Sunday, July 20, 2008

Oh Lord; whatever shall I do?

Alright God. I know you have a plan.
Please, please, please make these things turn to good.
The fights, the cursing, the abuse, the hate.
The lack of anything. The pressure where there need not be any.
The lack of guidance, and abundance of distrust.
The lack of confidence and assurance. A simple, sincere, "Good job, I'm proud of you." Of course we didn't have a very good beginning. None of us did. Our foundations are crumbled; no wonder any attempt to build falls in pieces. I'm embarrassed of it. Exceedingly. But it wasn't my doing. I can't help it; much. And then comes the guilt. But, honestly, I wouldn't know what to do! Is it good guilt or bad? I can't tell. "Jesus, give me words. Soften their hearts." I've said it a thousand times. Oh, but I still don't know.

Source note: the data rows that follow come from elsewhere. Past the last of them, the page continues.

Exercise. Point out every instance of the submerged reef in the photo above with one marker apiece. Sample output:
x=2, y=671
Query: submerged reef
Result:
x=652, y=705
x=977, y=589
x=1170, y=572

I want to drive away, and leave my worries behind me. But that would also mean driving away from everything I love. Which I could never do.
I think I'm beginnging to see this illusive strength that people say they see. Of course it's only a shadow of strength. I trust myself to handle things the right way. Which means using His strength, which is what people see. Oh, if I were to throw a different person into my life.. But I could never do that. It might destroy them. For I've learned how to cope. Besides the continuous supply of necessities and such, my life is basically parentless. They are my roommates, in a sense. Room mates that take care of everything. But not parents, no. She's a friend, a child. Someone for me to play with. He's a distant hand of disipline. Like that old phrase, "Don't bite the hand that feeds you." Well, he keeps feeding me, I don't know why. He doesn't even see the good part of me. What he sees in me is responsiblity. He has an obligation to take care of me, or God will smite him. Ha. an obligation.

Oh bother.
I am strong.
I need not lay this burden on others.